Enduring Wounds

If Frank Gable killed Michael Francke, how did another guy know key details about the crime?

Last week, the Portland Tribune reported that one of the police investigators in the controversial Michael Francke case thinks the man convicted should never have been charged with the crime. The article did not discuss the reasoning of longtime detective Randy Martinak, but WW has learned that his doubts go to the heart of one of the notorious murder's most enduring question marks.

In January 1989, Francke, the head of Oregon's prison system, was killed outside his office. At the time, he was going after drug trafficking in the prisons. A year and a half after the murder, a jury convicted a small-time drug dealer named Frank Gable based on testimony from jailbirds and drug addicts.

Despite Gable's conviction, only one man ever actually confessed to the murder: John Lee Crouse.

Crouse, who surfaced shortly after the murder, changed his story so often that few believed he actually did it. In fact, a fellow inmate reportedly claimed Crouse was being paid to lead investigators on a wild goose chase.

Significantly, however, Crouse had information that he definitely should not have had: He knew the number and location of Francke's wounds--in the heart and arm--and that the killing was done with a long, single-edged knife.

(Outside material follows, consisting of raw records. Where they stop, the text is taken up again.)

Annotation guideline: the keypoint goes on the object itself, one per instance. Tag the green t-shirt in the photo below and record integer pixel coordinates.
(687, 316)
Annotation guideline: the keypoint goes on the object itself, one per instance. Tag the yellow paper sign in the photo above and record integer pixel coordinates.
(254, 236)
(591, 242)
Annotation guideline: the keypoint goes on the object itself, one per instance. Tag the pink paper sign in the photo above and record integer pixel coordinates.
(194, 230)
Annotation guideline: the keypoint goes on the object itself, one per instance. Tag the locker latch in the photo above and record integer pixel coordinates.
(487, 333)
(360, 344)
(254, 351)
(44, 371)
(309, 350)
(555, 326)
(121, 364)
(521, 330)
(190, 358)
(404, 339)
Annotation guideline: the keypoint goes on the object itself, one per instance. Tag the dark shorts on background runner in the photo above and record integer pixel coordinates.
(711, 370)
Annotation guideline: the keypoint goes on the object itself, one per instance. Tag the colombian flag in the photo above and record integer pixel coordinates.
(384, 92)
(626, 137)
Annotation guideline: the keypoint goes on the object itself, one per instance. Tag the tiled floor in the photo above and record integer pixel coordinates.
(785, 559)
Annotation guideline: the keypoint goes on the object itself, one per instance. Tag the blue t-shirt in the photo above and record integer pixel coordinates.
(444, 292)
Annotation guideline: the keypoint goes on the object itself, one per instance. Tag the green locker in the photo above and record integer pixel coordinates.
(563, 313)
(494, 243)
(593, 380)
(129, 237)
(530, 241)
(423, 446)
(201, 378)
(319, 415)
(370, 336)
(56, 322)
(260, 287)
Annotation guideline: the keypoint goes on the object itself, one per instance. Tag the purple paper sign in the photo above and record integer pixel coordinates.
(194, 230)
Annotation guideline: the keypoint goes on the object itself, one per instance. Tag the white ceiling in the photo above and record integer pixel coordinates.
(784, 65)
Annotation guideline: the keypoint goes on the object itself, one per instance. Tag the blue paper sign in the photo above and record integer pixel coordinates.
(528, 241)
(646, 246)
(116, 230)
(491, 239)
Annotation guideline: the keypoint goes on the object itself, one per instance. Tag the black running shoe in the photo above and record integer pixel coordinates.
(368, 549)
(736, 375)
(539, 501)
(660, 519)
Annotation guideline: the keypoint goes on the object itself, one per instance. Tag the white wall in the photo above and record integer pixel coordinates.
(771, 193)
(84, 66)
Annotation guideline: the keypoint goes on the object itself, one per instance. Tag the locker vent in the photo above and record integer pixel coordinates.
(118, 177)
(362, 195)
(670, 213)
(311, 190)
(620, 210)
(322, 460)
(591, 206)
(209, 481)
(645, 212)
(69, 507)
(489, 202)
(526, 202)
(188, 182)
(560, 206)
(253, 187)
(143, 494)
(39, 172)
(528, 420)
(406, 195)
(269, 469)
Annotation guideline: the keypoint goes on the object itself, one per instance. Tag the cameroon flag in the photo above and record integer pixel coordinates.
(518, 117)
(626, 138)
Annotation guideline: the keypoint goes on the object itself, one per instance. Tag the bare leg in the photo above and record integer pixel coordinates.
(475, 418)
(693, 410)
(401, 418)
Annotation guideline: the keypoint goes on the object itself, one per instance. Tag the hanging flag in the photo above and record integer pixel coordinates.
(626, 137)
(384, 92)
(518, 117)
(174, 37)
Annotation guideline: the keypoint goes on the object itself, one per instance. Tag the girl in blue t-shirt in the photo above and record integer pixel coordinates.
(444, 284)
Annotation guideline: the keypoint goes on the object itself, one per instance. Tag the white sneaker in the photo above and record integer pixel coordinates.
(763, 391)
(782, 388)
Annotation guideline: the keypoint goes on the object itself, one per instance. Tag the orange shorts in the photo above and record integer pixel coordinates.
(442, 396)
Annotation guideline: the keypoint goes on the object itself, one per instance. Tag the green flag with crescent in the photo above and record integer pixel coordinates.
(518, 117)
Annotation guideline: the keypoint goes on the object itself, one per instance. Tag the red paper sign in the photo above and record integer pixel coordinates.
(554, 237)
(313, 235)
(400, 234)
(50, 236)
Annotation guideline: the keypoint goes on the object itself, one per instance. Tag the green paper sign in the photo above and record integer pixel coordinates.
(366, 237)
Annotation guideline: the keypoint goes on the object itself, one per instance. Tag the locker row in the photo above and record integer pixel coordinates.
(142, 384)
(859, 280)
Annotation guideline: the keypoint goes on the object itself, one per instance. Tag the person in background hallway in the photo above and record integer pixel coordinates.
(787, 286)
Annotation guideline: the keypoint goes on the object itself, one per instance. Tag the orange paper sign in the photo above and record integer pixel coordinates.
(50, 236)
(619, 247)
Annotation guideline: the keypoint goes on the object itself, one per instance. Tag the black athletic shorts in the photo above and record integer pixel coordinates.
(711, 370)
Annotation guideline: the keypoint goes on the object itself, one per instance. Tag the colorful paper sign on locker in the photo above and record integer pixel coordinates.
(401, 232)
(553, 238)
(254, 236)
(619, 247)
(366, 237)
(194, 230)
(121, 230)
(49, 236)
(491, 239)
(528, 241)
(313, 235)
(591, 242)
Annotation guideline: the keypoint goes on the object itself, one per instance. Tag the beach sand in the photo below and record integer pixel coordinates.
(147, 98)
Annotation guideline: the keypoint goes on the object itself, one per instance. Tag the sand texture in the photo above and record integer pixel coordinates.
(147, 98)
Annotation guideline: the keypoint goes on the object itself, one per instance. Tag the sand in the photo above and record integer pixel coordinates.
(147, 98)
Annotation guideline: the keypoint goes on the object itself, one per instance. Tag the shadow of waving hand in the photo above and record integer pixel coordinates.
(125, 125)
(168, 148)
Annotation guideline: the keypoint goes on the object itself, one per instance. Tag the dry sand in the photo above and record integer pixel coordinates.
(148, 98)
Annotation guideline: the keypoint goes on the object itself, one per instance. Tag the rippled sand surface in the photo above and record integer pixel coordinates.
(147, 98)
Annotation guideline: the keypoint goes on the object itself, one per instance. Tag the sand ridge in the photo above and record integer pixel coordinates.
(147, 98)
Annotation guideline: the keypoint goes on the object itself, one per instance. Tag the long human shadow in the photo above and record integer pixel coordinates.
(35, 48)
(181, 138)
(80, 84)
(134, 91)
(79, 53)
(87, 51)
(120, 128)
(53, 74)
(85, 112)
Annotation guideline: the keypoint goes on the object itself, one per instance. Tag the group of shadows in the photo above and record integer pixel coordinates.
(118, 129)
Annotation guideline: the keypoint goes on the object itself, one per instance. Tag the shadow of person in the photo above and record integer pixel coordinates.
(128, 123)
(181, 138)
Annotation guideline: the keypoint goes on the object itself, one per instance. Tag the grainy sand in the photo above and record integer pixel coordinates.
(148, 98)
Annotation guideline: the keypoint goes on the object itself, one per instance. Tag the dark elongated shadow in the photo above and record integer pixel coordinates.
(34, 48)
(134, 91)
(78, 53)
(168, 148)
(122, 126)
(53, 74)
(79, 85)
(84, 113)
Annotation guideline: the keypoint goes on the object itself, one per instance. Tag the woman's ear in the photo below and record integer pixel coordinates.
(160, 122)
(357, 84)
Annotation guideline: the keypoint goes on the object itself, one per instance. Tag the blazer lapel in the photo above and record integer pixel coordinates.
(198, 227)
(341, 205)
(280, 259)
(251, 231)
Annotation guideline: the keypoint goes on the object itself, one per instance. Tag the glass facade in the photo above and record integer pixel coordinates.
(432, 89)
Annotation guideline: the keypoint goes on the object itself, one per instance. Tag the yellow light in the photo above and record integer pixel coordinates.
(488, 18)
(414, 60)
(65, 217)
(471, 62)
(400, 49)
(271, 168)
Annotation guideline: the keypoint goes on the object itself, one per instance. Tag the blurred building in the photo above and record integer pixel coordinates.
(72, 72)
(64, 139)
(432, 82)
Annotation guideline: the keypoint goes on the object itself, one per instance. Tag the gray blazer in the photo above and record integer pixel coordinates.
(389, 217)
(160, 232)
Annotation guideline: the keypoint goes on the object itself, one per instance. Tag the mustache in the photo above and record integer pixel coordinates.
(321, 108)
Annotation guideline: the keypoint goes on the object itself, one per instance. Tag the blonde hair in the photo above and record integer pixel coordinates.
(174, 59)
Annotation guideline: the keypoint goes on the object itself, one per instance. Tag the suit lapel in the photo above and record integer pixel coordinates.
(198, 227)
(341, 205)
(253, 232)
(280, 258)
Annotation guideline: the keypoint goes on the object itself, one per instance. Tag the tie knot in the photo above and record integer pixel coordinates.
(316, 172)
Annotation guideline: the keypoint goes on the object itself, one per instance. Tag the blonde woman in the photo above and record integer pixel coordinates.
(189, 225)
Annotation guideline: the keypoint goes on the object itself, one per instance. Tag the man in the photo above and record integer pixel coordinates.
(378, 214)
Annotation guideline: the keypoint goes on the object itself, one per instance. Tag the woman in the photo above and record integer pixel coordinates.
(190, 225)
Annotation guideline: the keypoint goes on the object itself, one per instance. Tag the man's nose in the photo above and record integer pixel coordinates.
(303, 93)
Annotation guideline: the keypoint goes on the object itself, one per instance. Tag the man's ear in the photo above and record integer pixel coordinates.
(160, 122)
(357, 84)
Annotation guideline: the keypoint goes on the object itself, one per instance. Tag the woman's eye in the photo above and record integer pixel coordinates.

Only investigators and the killer knew these details. So where did Crouse get his information? The ex-con was not a friend of Gable. But he was tight with a small circle of methamphetamine dealers--the same group that the dead man's brother, Kevin Francke, and Tribune columnist Phil Stanford think actually committed the murder on behalf of one of Francke's enemies inside the corrections department.

In April 1989, the state police used a polygraph to conclude Crouse had not committed the crime. But later that year another state polygrapher, as well as an FBI polygrapher, concluded the state-police lie detector was wrong (for more on the state's use of polygraphs, see "True Lies?" in last week's WW). Crouse could not be located for this article.

Kevin Francke says that in 2000, he got a call from Martinak, the detective, as Gable neared the court date for his first appeal. Martinak was looking for Gable's attorney. In the telephone conversation, Francke says Martinak specifically cited Crouse's inside knowledge as one basis for the investigator's belief that the real killer (or killers) was still at large.

Contacted through an intermediary, Martinak declined to comment to WW, except in an email that blamed the media for interfering with the original Francke murder probe. He would neither confirm nor deny that he is the same "Randy" who last month posted on a local website called Freefrankgable.com.

The website message identifies "Randy" as an investigator in the original murder probe. It cites Crouse's knowledge of the wounds. And it hints that, contrary to the Gable prosecutors' claims, Francke was killed because he was going after corrupt prison officials.

Crouse had information he should not have had--details known only to police and the killer.